1
1
mirror of https://github.com/yandex/pgmigrate.git synced 2024-09-20 00:31:17 +03:00
pgmigrate/doc/tutorial.md
2021-12-29 12:08:31 +03:00

14 KiB

PGmigrate tutorial

We'll play around with example database foodb.

Base directory structure of our example

Our Example db migrations dir structure looks like this:

foodb
├── callbacks # directory with sql callbacks
│   ├── afterAll # will be executed before commit and after last migration
│   ├── afterEach # will be executed after each migration
│   ├── beforeAll # will be executed after begin and before first migration
│   └── beforeEach # will be executed before each migration
├── grants # use this dir to set special callbacks for grants
├── migrations # migrations dir
├── migrations.yml # pgmigrate configuration

Every sql file has special operation on table ops. This will help in understanding what is going on in each pgmigrate run.

Configuration

Let's start with Example configuration.

Callbacks

Callbacks could be configured via command-line arguments like this:

admin@localhost foodb $ pgmigrate -a beforeAll:callbacks/beforeAll,afterAll:callbacks/afterAll ...

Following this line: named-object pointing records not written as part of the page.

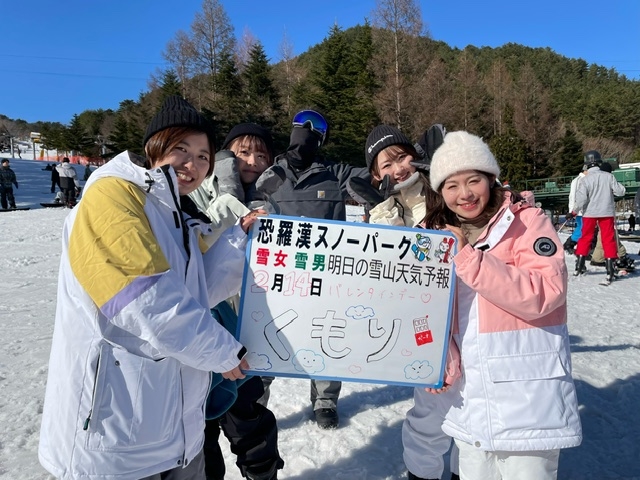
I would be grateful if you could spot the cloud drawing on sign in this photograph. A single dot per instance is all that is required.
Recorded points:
(358, 312)
(259, 361)
(418, 369)
(308, 361)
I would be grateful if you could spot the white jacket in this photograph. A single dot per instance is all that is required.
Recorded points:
(595, 194)
(572, 194)
(517, 393)
(134, 340)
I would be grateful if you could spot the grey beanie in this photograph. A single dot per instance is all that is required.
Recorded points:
(381, 137)
(461, 151)
(177, 112)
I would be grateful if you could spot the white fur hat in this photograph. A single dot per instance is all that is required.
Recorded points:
(461, 151)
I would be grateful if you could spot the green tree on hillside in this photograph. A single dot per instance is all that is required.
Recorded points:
(261, 97)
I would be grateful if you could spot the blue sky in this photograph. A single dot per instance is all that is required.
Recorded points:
(61, 58)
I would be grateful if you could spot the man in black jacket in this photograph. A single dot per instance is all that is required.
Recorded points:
(7, 180)
(303, 184)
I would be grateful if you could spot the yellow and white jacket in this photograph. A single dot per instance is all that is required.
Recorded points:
(134, 340)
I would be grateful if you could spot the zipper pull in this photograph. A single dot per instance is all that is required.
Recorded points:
(86, 422)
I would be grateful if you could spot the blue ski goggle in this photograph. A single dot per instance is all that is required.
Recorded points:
(316, 122)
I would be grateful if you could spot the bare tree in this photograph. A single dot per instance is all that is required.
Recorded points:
(470, 92)
(180, 53)
(244, 49)
(286, 52)
(212, 34)
(400, 22)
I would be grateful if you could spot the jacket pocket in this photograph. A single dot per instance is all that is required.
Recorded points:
(527, 392)
(136, 401)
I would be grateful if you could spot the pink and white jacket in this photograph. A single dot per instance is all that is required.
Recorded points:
(517, 393)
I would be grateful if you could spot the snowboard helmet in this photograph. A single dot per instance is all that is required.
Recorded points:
(592, 159)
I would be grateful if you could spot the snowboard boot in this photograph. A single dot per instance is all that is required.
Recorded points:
(611, 269)
(625, 263)
(580, 268)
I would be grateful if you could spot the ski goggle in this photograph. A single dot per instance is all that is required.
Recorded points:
(316, 122)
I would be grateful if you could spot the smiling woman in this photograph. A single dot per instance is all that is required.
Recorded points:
(145, 326)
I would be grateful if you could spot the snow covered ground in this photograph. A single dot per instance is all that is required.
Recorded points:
(605, 337)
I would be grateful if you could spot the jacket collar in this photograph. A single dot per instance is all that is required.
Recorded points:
(500, 223)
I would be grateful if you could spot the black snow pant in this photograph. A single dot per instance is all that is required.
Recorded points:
(252, 433)
(6, 197)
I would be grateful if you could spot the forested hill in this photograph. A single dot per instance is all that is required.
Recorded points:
(538, 110)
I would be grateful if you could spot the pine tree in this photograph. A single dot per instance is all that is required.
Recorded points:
(77, 139)
(170, 85)
(261, 97)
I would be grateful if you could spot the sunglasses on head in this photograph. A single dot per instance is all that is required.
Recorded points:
(316, 122)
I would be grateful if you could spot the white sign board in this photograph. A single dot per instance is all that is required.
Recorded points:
(347, 301)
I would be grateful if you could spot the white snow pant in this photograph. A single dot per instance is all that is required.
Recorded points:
(476, 464)
(423, 440)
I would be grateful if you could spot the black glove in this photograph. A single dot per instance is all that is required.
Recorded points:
(366, 194)
(270, 180)
(431, 139)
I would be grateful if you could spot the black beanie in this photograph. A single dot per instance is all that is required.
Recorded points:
(249, 129)
(380, 138)
(177, 112)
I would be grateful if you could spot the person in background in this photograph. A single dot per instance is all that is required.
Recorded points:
(134, 341)
(301, 183)
(249, 426)
(624, 263)
(69, 183)
(55, 178)
(516, 404)
(7, 181)
(87, 171)
(399, 194)
(595, 198)
(571, 242)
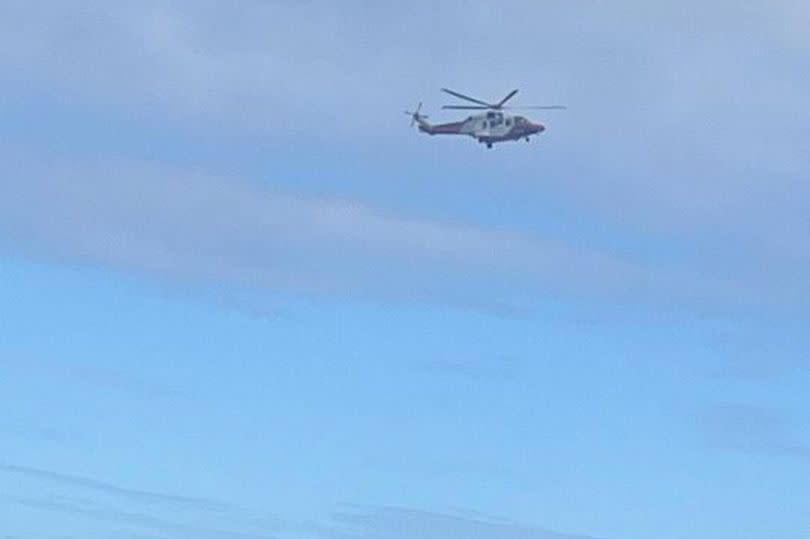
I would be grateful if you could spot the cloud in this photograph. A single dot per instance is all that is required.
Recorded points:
(669, 136)
(753, 429)
(129, 494)
(122, 518)
(401, 523)
(96, 376)
(204, 229)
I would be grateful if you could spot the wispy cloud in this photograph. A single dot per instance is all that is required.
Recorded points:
(122, 518)
(135, 495)
(753, 429)
(205, 229)
(402, 523)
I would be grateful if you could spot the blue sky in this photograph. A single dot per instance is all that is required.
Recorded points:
(239, 298)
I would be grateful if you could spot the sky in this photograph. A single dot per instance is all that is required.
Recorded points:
(241, 299)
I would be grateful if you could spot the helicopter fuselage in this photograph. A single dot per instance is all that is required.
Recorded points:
(487, 128)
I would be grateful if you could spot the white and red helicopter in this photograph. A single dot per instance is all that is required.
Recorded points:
(487, 128)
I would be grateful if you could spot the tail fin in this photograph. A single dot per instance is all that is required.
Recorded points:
(420, 119)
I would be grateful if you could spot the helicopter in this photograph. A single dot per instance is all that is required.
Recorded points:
(489, 127)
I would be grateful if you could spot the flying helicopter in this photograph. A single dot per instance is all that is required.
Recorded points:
(489, 127)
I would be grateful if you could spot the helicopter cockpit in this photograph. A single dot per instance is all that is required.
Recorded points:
(495, 118)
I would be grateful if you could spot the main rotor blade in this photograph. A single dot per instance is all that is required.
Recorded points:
(505, 99)
(467, 98)
(538, 107)
(466, 107)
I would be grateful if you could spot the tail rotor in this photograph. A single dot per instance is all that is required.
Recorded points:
(416, 117)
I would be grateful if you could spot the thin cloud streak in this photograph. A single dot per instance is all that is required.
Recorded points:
(142, 496)
(196, 228)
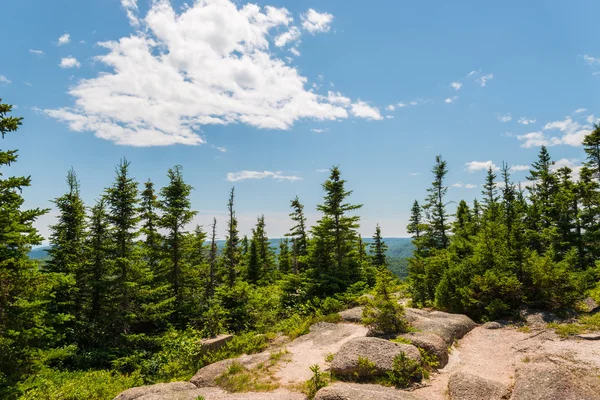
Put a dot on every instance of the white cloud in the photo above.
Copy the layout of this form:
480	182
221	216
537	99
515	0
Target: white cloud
464	185
573	134
69	62
363	110
208	64
131	10
38	53
589	60
315	22
526	121
64	39
474	166
243	175
517	168
482	80
292	35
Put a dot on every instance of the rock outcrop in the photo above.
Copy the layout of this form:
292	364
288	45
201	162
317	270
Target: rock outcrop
353	391
464	386
449	327
380	352
431	343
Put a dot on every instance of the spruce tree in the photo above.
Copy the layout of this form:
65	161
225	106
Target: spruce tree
68	257
176	214
22	287
436	207
379	249
231	252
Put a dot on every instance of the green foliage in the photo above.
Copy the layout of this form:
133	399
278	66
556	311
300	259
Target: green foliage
89	385
405	371
384	315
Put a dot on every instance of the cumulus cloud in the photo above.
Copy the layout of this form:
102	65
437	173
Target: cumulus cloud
572	133
38	53
474	166
363	110
456	85
207	64
464	185
64	39
244	175
69	62
316	22
292	35
131	9
526	121
516	168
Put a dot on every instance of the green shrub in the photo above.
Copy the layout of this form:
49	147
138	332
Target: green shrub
90	385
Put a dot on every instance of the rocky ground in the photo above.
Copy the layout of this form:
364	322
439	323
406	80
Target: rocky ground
492	361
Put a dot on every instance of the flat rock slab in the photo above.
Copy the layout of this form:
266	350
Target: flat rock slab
354	391
378	351
322	340
352	314
546	380
431	343
464	386
449	327
589	336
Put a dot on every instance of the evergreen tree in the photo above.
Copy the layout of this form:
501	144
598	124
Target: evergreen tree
333	257
123	205
231	251
436	207
68	257
283	258
298	234
379	249
176	209
22	288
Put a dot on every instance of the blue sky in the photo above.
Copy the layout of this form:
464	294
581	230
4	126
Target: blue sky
266	96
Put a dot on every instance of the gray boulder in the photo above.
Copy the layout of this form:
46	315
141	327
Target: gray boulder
547	380
353	391
464	386
207	376
431	343
352	314
173	390
449	327
378	351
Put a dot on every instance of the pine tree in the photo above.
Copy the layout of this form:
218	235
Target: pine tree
333	254
22	288
436	207
212	260
123	205
231	251
298	234
379	249
176	209
283	258
68	257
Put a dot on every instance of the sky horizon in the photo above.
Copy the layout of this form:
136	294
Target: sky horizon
266	96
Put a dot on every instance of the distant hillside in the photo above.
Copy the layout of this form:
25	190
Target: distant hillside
399	249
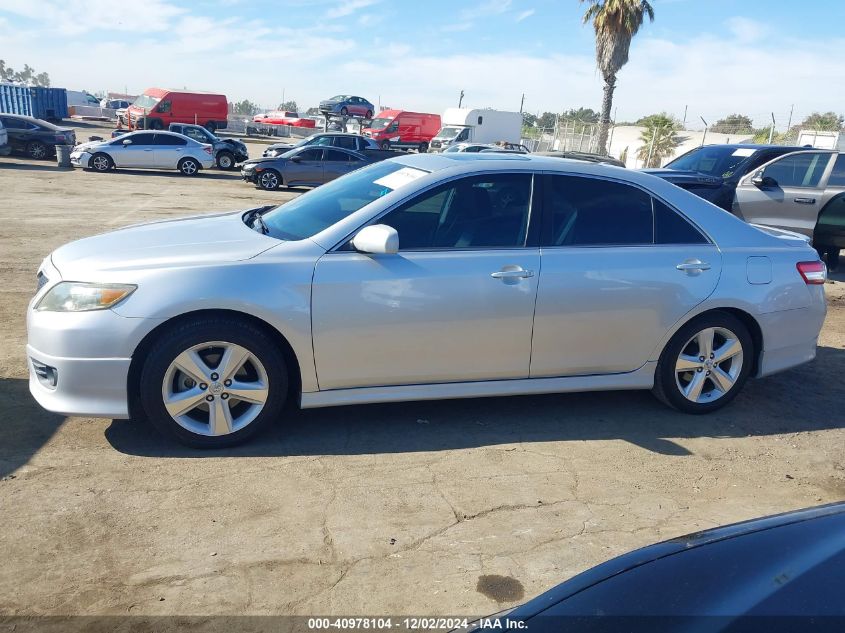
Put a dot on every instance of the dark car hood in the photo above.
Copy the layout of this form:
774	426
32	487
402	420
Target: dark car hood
689	177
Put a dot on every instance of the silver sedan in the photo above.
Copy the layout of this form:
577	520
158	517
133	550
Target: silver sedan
145	150
422	277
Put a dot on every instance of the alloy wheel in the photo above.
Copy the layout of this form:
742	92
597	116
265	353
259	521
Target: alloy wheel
709	365
215	388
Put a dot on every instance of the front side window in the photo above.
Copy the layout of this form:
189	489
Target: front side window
798	170
478	212
837	177
595	212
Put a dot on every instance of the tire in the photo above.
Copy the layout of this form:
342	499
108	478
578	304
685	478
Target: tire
225	160
37	150
182	371
270	180
101	162
189	167
720	381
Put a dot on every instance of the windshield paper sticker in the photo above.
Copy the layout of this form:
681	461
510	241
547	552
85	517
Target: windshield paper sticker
400	178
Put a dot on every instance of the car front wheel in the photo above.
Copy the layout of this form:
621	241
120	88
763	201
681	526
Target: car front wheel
213	382
705	364
189	167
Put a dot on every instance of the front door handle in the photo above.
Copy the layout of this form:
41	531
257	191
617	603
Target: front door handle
693	266
512	272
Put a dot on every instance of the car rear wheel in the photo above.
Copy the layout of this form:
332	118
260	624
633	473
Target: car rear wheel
189	167
225	160
100	162
705	364
213	382
36	150
270	180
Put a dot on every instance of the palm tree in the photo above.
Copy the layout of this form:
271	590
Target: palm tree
659	139
615	23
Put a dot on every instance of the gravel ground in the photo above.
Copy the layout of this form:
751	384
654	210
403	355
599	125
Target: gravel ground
382	509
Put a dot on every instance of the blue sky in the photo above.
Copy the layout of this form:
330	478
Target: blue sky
714	56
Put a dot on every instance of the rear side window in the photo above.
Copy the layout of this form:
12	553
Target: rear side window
837	177
671	228
167	139
595	212
798	170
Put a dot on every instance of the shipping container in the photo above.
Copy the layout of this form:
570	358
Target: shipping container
42	103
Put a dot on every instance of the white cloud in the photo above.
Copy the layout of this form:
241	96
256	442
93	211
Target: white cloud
525	14
746	29
348	7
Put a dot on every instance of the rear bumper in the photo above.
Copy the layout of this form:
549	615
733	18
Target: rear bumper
790	337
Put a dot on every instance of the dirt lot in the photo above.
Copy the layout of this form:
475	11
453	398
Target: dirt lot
382	509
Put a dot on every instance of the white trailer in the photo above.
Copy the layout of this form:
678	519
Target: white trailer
475	125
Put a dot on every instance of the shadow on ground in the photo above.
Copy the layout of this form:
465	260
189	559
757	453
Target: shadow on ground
26	426
787	403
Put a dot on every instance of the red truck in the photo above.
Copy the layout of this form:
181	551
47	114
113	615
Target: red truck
398	128
157	108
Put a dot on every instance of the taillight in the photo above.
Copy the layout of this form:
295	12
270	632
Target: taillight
814	273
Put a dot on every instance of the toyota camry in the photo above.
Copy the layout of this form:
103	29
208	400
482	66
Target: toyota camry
422	277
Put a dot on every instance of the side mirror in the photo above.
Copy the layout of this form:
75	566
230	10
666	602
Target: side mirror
378	239
759	180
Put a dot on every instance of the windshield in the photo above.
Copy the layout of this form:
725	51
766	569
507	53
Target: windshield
380	124
449	132
713	160
320	208
146	101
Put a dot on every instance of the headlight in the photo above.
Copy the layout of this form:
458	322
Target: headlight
74	296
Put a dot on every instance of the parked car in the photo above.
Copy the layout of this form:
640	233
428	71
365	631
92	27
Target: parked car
329	139
425	276
5	148
782	572
228	152
284	118
34	137
793	188
307	166
145	150
348	105
157	108
592	158
398	128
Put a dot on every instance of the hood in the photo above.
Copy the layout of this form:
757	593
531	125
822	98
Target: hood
678	176
194	240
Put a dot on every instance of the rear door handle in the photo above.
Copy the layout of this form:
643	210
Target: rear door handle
693	265
512	273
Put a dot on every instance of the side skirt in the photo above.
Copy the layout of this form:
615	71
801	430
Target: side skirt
642	378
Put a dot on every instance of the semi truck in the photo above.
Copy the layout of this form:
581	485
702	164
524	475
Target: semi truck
460	125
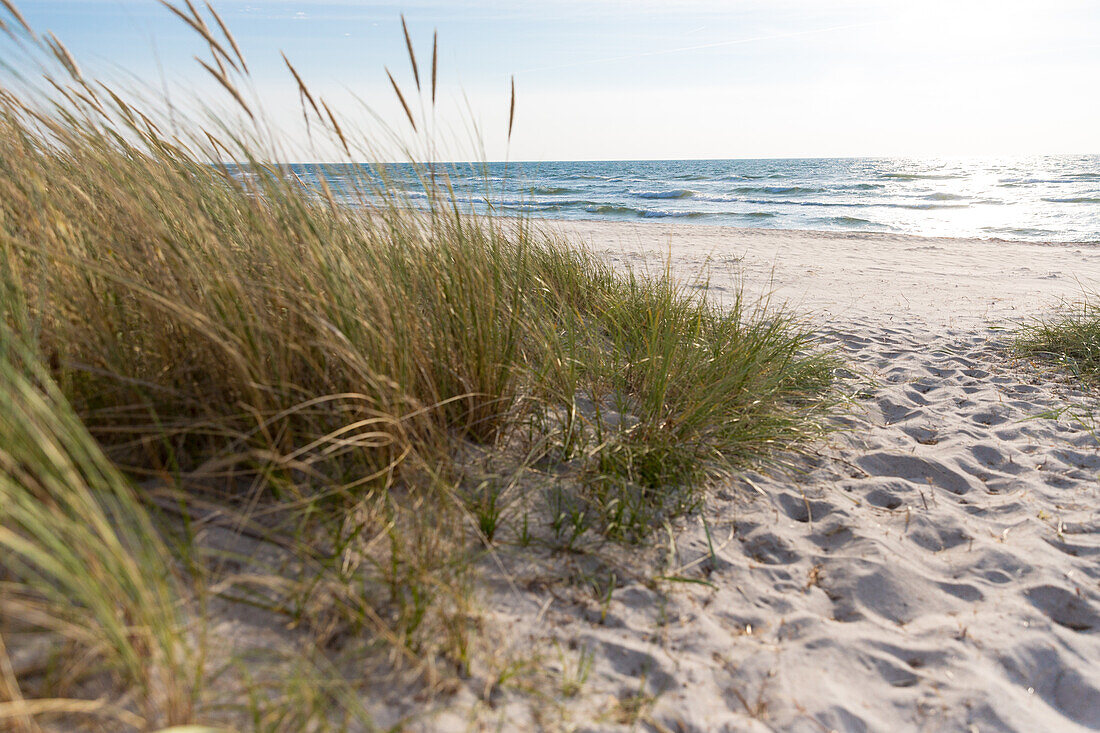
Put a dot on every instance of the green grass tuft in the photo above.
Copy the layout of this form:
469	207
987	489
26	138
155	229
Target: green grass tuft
234	392
1070	339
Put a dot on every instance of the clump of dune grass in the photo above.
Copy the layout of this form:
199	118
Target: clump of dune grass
210	341
84	562
1070	338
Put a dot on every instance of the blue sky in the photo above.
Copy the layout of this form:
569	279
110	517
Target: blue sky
640	79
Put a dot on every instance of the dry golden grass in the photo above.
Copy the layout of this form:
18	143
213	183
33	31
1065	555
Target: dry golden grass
242	346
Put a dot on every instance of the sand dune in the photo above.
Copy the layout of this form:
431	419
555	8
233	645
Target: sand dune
934	565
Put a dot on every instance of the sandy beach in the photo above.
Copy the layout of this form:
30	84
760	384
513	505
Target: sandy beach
932	566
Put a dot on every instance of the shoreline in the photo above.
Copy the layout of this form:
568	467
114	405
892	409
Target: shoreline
858	277
679	222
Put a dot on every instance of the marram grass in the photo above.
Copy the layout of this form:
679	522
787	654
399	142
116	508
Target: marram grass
1070	338
210	346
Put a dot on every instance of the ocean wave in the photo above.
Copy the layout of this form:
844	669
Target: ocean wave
749	176
945	197
917	176
848	221
611	208
675	193
550	190
1075	199
860	187
789	190
647	214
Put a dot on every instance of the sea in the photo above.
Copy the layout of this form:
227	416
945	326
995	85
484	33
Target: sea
1036	198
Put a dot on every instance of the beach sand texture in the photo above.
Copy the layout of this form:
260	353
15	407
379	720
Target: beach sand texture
933	566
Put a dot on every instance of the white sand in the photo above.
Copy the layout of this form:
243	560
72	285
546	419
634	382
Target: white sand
935	567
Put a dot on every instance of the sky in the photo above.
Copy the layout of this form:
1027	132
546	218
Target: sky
638	79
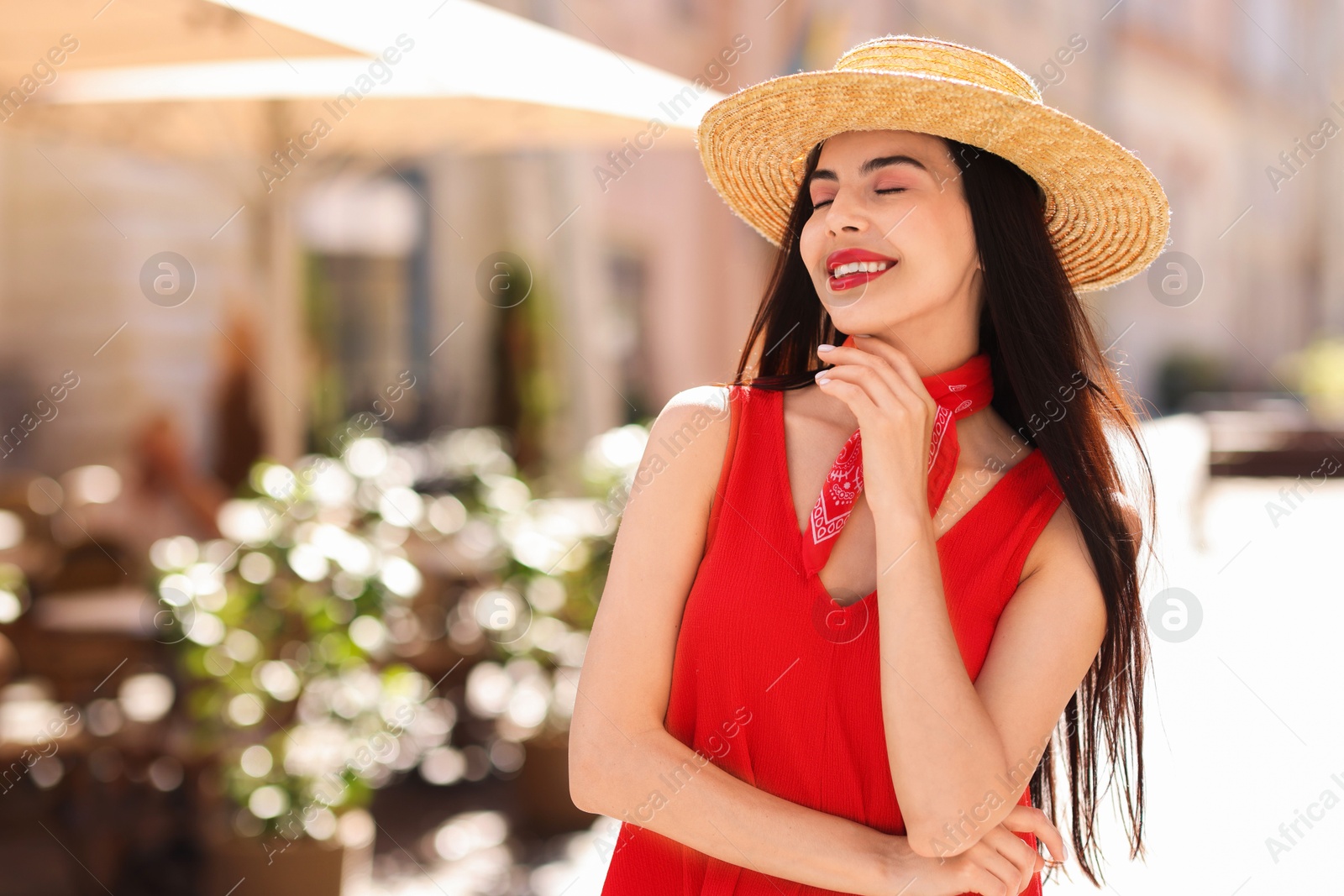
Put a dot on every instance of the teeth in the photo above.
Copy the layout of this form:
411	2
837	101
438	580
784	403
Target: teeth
853	268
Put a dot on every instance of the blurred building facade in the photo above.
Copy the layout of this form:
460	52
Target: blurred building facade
640	280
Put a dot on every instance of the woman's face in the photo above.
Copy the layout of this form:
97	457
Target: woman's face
890	201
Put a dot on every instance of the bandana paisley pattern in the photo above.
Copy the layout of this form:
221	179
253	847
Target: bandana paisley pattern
958	392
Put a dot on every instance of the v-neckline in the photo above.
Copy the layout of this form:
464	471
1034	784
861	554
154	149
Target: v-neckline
800	535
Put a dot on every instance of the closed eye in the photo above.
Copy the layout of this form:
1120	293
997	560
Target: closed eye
890	190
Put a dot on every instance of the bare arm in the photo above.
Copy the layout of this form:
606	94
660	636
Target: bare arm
620	752
967	750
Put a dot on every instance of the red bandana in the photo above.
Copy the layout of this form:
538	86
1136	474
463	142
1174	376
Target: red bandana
958	392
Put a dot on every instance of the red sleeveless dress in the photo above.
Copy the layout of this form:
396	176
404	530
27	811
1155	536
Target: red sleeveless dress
780	685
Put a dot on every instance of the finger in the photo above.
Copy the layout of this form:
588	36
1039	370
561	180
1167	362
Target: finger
992	860
862	358
870	383
1016	851
1030	820
900	363
853	396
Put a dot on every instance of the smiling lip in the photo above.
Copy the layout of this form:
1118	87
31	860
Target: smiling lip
848	257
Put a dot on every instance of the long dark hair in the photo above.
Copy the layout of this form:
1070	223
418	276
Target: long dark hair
1043	356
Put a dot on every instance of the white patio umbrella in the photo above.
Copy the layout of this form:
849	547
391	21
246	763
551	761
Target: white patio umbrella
97	34
450	74
459	74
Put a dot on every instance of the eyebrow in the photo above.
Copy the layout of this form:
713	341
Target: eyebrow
871	165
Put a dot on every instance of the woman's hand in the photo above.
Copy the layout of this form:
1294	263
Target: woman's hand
895	417
999	864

But if we have a lot of callbacks we could use configuration file for them:

callbacks:
    beforeAll:
        - callbacks/beforeAll
    beforeEach:
        - callbacks/beforeEach
    afterEach:
        - callbacks/afterEach
    afterAll:
        - callbacks/afterAll
        - grants

Connection

We could use command-line arguments for connection configuration:

admin@localhost foodb $ pgmigrate -c 'dbname=foodb' ...

Or configuration file:

conn: dbname=foodb

Third option for setting connection params is using environment variables:

admin@localhost foodb $ PGDATABASE=foodb pgmigrate -c '' ...

Note: we need to explicitly set connstring to empty value via command-line argument or configuration file to force psycopg2 to pick fields from environment.

Migration file name pattern

All migration files should have versions and names in the following format

V<version>__<description>.sql

Note: files not matching this pattern will be skipped.

Creating foo user and foodb

We'll need dummy user and database for our experiments.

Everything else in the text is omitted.